Dr. Schwinn is a leading scientist in cardiovascular medicine bringing into anesthesiology the science of genomics, but at the same time making the specialty of anesthesiology a leader in this field. She does all of this while being a physician, mentor, mother of two daughters, a friend of most if not all scientists in our specialty, a communicator to clinicians, and a role model to which virtually all of us aspire. Deb's vision for the role of science in anesthesiology is prescient. She is a giant in our specialty, and we are thrilled she has received the 2007 Excellence in Research Award.

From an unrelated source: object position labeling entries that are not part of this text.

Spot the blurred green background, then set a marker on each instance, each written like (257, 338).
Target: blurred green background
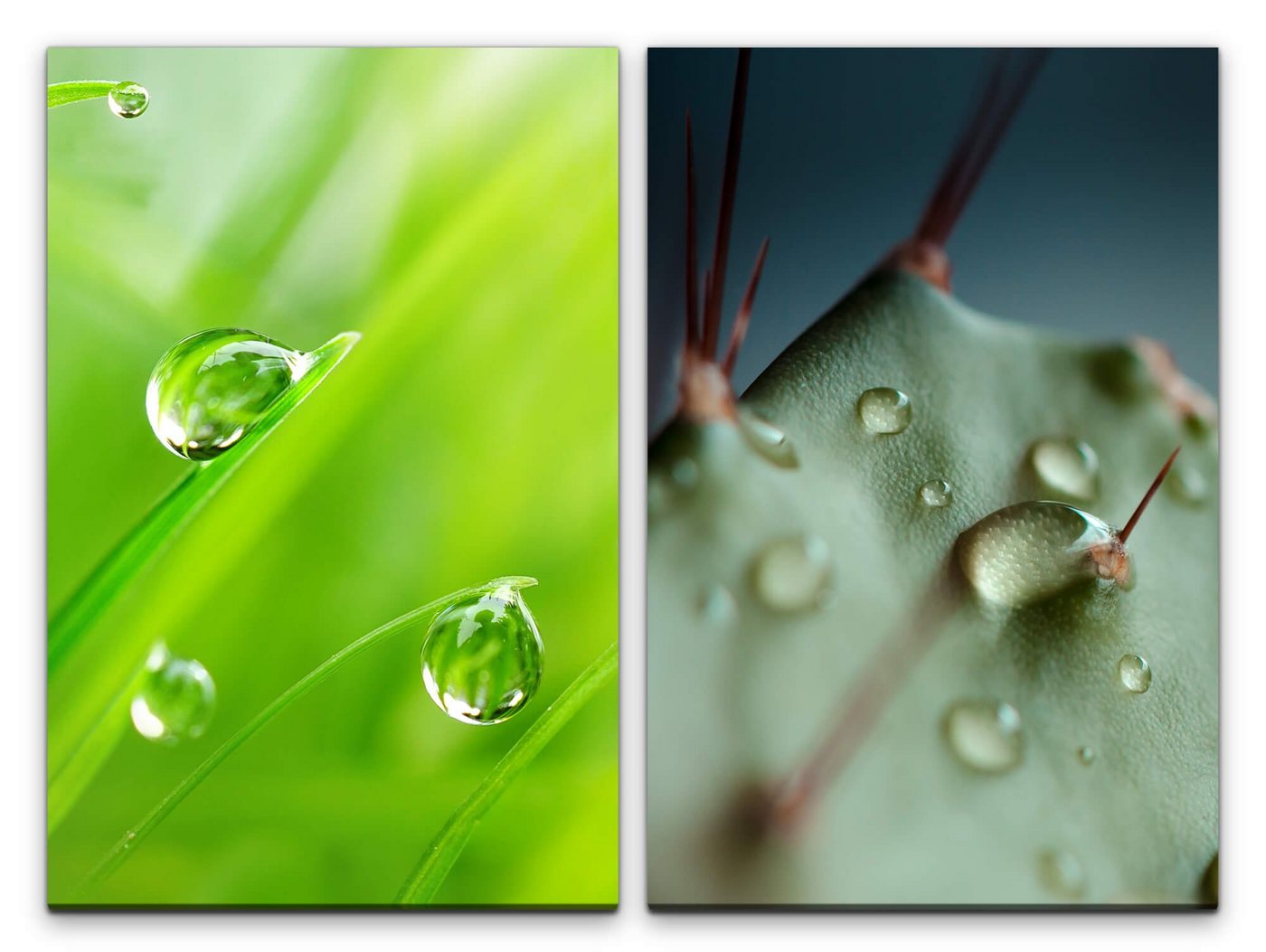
(458, 208)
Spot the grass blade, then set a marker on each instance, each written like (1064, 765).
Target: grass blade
(148, 538)
(60, 94)
(433, 867)
(129, 841)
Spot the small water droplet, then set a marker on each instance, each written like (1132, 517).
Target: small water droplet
(176, 699)
(936, 494)
(1031, 551)
(1066, 466)
(1061, 873)
(766, 438)
(717, 606)
(483, 657)
(793, 574)
(1186, 485)
(128, 100)
(985, 734)
(1135, 673)
(212, 388)
(685, 472)
(883, 410)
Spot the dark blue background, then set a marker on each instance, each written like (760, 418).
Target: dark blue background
(1098, 215)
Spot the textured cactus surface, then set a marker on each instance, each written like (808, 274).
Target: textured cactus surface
(742, 690)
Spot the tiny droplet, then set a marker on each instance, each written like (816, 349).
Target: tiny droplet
(1031, 551)
(211, 389)
(793, 574)
(766, 438)
(483, 657)
(985, 734)
(1066, 466)
(936, 494)
(1135, 673)
(128, 100)
(175, 701)
(883, 410)
(1061, 873)
(717, 606)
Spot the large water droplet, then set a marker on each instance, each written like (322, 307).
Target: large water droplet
(1066, 466)
(936, 494)
(717, 606)
(176, 699)
(212, 388)
(1135, 673)
(128, 100)
(1031, 551)
(483, 657)
(793, 574)
(883, 410)
(1061, 873)
(766, 438)
(985, 734)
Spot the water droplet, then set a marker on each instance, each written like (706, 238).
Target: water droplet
(793, 574)
(483, 657)
(176, 699)
(936, 494)
(766, 438)
(1066, 466)
(1061, 873)
(1031, 551)
(212, 388)
(1135, 673)
(128, 100)
(685, 472)
(883, 410)
(717, 606)
(1186, 485)
(985, 734)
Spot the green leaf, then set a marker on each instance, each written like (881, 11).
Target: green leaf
(129, 841)
(79, 736)
(904, 821)
(61, 94)
(449, 844)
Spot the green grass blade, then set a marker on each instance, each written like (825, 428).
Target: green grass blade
(433, 867)
(129, 841)
(66, 785)
(63, 92)
(148, 538)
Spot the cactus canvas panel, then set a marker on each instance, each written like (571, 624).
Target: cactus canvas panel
(332, 477)
(932, 494)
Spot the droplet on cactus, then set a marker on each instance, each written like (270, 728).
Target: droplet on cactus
(1061, 873)
(883, 410)
(717, 606)
(936, 494)
(1135, 674)
(766, 438)
(985, 734)
(1031, 551)
(1066, 466)
(793, 574)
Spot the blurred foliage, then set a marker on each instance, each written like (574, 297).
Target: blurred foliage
(458, 208)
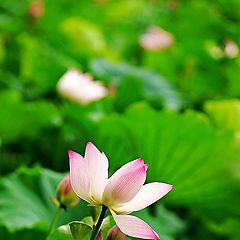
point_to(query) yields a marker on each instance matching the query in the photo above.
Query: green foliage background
(177, 108)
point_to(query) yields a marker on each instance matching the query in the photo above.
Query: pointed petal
(147, 195)
(125, 183)
(135, 227)
(79, 176)
(97, 167)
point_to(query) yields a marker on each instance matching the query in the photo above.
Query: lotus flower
(122, 193)
(66, 197)
(80, 87)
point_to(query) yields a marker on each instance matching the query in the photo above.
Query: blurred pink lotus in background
(231, 49)
(122, 193)
(80, 87)
(156, 39)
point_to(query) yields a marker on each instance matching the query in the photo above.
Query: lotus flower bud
(99, 236)
(65, 194)
(80, 87)
(115, 234)
(156, 39)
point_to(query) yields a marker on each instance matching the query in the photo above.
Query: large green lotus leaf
(181, 149)
(167, 224)
(24, 200)
(61, 233)
(16, 116)
(134, 84)
(224, 113)
(83, 36)
(37, 232)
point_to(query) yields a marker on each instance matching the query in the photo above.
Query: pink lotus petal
(147, 195)
(125, 183)
(79, 176)
(97, 167)
(135, 227)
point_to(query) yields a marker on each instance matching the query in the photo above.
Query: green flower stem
(55, 217)
(99, 223)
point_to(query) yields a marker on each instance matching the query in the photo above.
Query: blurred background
(153, 79)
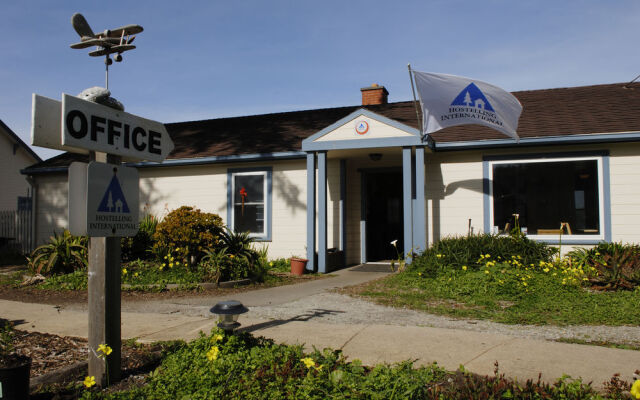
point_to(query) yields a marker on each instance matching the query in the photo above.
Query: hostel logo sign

However, her journey does not end here. To be sure, Dr. Schwinn had incredible collaborators who allowed her vision to become reality. I am certain that they all take pleasure in her receipt of this award because it reflects their work as well. At the same time, Dr. Schwinn has recently accepted a new challenge, that of being Professor and Chair of the Department of Anesthesiology at the University of Washington (Seattle). We hope her new colleagues also take pride in Dr. Schwinn's receipt of the American Society of Anesthesiologists 2007 Excellence in Research Award. In her, they will find a tireless soul dedicated to breakthrough medicine based on rigorous scientific inquiry and discovery. They will also find in her an individual who has walked the walk, making the personal sacrifices necessary to be equipped to make these discoveries, and one who realizes that anesthesiologists have not only a mandate to provide patient care, but also a responsibility to advance it.